We may be in a New Year, and there may be new SARS-CoV-2 variants out in the wild, but the old research data regarding the inefficacy of mass masking as a public health mitigation remains every bit as valid today as it did one year ago, and as it did in 2020.
The SARS-CoV-2 virus is at this juncture part of the endemic Influenza Like Illness landscape. Sadly, equally endemic is the corporate media propaganda regarding the SARS-CoV-2 virus, and no corporate media propaganda is more ludicrous, more false, more deceitful, than their constant propaganda that face mask mandates are at all effective against COVID.
Face mask mandates are junk science. Reject them as such.
Sandlund, Johanna et al. “Child mask mandates for COVID-19: a systematic review.” Archives of disease in childhood, archdischild-2023-326215. 6 Dec. 2023, doi:10.1136/archdischild-2023-326215
Wang, Ao-Bing et al. “A Review of Filtration Performance of Protective Masks.” International journal of environmental research and public health vol. 20,3 2346. 28 Jan. 2023, doi:10.3390/ijerph20032346
If the medical industry admits they were wrong about masking, their entire set of mandated protocols starts to unravel. Plus, they will lose even more of the trust of the public.

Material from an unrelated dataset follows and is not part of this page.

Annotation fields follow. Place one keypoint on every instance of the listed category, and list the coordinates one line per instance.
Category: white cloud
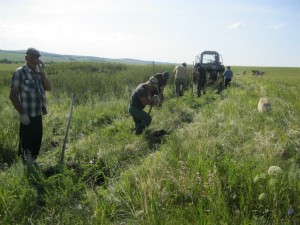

Still, Truth will prevail - eventually.
Remember ‘glasnost and perestroika’ in the old USSR? Once the Authorities started down the path of being actually truthful and transparent, the whole rotting, stinking corruption of the Soviet Union came out, and this let to the implosion of the Communist Party’s reign.
I’m looking forward to watching a similar implosion in our monopoly corporate medical industry. Thanks to writers such as yourself, documenting the facts and science, I have hopes of seeing that day!